[2023.03.31] Zawsze dobry czas na klenia (2)
Dodane przez Administrator dnia 01/04/2023 10:04:02
Klenie dość żywo reagują na podwyższenie temperatury wody w rzece. Ale nie są jeszcze w swojej szczytowej formie. Raczej czekają na spływający żer w wodzie spokojnej, ale na samym skraju nurtu. Wykorzystują osłonę zwalonych drzew, podtopionych krzaków czy przybrzeżnych głazów. Ulubionymi wczesną wiosną miejscami kleni są te odcinki rzek, gdzie ich nurt nieznacznie spowalnia po gwałtownym ataku na ląd. Raczej unikają silnego nurtu. Wyraźnie oszczędzają się przed czekającym je tarłem, do którego przystąpią pod koniec kwietnia, a większość z nich w maju.
Co to oznacza dla wędkarza? Przede wszystkim żmudną „dłubaninę” przy krzakach i krzaczkach, obszukiwanie kantów przy faszynowych i kamiennych opaskach, obławianie spowolnień za podtopionymi wyspami i podstawami zalanych główek.
A tak o miejscach, gdzie wiosną szukać kleni pisał, wspominany przeze mnie w ubiegłym tygodniu Jacek S. Jóźwiak w swojej książce „Sztuka łowienia ryb w rzece”: „Trzeba pamiętać o tym, że kleń, choć lubi okolice budowli wodnych – te wszystkie główki, opaski, jazy, mostowe filary – nie toleruje zbyt daleko posuniętej ingerencji człowieka. Opuszcza rzeki nadmiernie uregulowane.
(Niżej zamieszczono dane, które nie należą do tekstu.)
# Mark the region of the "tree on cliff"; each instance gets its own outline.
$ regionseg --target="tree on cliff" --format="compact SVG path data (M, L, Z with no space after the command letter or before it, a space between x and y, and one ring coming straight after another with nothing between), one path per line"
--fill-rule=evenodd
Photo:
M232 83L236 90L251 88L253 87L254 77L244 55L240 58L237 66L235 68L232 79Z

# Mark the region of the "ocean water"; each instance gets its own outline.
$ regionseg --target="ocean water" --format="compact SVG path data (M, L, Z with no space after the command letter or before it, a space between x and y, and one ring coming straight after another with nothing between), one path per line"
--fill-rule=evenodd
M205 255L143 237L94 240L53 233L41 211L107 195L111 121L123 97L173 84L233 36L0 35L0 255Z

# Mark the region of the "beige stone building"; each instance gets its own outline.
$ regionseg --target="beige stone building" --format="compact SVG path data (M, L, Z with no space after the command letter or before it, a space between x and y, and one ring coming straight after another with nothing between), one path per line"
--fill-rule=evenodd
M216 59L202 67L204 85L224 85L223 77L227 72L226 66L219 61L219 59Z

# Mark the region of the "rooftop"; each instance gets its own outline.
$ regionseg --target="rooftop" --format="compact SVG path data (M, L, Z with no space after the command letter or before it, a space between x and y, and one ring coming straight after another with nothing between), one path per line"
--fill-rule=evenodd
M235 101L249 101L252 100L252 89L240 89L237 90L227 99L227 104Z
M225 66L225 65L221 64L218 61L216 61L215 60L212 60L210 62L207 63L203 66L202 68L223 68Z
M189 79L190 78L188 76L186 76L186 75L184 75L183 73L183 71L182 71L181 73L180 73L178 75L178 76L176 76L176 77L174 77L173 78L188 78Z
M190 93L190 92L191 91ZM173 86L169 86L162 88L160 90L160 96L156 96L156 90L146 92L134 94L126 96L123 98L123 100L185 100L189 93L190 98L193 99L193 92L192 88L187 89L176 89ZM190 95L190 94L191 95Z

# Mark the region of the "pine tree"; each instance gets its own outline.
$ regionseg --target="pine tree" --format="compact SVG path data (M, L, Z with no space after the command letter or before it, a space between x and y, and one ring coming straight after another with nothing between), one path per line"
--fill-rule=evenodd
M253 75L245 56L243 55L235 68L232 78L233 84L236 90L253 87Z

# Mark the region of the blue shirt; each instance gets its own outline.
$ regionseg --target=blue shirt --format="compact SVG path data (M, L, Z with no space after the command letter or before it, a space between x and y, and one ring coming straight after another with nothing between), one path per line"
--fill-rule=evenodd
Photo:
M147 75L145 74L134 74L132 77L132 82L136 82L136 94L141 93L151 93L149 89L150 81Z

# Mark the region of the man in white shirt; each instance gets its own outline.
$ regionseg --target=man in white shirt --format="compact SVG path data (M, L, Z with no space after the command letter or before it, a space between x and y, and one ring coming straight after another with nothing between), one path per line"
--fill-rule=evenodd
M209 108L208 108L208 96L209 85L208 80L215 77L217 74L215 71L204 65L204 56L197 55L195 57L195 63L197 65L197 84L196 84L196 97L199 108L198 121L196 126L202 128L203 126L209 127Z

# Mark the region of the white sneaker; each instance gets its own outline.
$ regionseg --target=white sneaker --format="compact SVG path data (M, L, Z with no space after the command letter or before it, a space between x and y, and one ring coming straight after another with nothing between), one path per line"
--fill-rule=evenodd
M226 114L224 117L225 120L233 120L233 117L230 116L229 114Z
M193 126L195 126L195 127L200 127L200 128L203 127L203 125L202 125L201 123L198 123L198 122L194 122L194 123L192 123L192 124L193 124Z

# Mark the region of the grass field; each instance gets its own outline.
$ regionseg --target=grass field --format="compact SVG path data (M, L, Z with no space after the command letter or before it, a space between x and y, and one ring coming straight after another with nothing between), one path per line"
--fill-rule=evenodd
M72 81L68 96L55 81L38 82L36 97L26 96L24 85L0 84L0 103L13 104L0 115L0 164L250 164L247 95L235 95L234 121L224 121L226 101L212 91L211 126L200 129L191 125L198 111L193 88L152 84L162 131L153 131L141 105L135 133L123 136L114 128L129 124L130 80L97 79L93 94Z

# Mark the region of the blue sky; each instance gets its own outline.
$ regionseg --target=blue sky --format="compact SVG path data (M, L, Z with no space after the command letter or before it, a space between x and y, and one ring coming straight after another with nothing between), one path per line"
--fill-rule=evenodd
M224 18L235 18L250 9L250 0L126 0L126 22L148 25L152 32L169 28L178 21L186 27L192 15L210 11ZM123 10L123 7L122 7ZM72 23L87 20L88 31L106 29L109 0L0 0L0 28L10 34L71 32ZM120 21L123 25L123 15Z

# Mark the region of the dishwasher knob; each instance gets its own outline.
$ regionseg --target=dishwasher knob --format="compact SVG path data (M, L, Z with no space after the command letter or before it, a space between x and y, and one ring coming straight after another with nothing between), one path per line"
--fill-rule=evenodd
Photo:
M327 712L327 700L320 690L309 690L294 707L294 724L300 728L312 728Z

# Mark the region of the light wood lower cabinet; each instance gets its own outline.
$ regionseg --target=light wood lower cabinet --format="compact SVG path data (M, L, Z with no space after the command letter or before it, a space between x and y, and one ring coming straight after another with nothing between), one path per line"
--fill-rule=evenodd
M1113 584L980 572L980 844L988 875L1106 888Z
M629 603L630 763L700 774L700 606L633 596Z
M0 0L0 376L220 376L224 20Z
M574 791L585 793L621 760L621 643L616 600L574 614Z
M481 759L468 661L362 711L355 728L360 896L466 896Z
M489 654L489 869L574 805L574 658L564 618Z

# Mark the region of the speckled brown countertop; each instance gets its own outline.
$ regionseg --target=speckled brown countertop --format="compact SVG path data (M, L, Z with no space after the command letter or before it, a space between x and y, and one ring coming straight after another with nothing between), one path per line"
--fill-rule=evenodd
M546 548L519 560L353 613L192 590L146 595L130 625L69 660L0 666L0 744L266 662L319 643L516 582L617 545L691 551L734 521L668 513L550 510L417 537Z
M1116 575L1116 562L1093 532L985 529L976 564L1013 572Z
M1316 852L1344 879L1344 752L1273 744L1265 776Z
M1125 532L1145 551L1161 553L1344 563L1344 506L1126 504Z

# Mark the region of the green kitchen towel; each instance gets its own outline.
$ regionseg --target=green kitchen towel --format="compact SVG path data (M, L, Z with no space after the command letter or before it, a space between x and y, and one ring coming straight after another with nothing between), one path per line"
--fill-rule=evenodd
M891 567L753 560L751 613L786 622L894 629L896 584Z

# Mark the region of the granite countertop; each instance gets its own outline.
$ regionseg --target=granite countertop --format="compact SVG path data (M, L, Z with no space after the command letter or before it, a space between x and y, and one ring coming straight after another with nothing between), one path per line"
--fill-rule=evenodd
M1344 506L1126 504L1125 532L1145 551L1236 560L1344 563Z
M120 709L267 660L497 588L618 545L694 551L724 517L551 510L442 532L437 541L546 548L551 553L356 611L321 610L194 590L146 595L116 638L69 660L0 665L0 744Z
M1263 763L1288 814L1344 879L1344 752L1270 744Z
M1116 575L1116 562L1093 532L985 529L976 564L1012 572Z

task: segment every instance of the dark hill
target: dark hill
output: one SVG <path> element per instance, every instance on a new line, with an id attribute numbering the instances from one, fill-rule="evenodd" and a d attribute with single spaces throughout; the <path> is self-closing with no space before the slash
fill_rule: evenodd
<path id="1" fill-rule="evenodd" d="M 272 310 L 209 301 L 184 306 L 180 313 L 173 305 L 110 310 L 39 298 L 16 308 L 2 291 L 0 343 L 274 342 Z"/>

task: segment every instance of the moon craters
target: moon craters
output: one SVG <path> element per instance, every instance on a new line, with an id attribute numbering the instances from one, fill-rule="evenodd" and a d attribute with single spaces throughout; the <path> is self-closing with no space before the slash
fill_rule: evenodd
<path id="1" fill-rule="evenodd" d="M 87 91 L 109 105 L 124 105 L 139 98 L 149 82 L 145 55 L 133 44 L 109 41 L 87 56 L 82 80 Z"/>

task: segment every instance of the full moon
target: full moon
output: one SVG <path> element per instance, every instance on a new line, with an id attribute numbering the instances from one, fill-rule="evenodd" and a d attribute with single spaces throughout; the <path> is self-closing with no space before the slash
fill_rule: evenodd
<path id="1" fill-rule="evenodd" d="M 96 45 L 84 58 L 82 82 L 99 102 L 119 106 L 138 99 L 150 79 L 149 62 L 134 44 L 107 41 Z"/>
Nie znosi sztucznie wyprostowanych odcinków, jednym słowem, rzek zamienionych w kanały odprowadzające wodę.
Każda jednak naturalna rzeczka posiadająca w swym korycie głęboczki, płynąca meandrami, tworząca żwirowate lub kamienne bystrza, sypiąca przykosy, spadająca tu i ówdzie progami może być świetnym kleniowym łowiskiem”.
Właśnie taką rzeczkę pamiętam z dzieciństwa, gdzie spędzałem wszystkie wakacje. Ojciec opowiadał mi jak przed II wojną światową wyciągało się z niej klenie koszykiem. Tyle ich tam było. Ta rzeczka, a oficjalnie potok Niedźwiedź (bo rzeczka swoje źródło ma w lasach w miejscowości Niedźwiedza – chociaż tak naprawdę nie wiem, czy wieś wzięła nazwę od tego potoku, czy też potok wziął nazwę od wsi), to dopływ przepływającej przez Brzesko Uszwicy. Sam pamiętam z dzieciństwa mnóstwo kiełbi i raków żyjących w tej pięknej rzeczce. Później potok bardzo się zdegradował – a to z powodu braku kanalizacji w okolicznych wsiach i dość intensywnego używania nawozów, których część, po deszczach, spływała z okolicznych pól do rzeczki. Raki wyginęły, a ryb było jak na lekarstwo. Ale trzeba przyznać, że od kilkunastu, a może dwudziestu kilku lat potok ten wyraźnie odżywa. Znów spotkać można w nim klenie. Pojawiły się również pstrągi. Teraz czekam aż znów zobaczę w nim raki.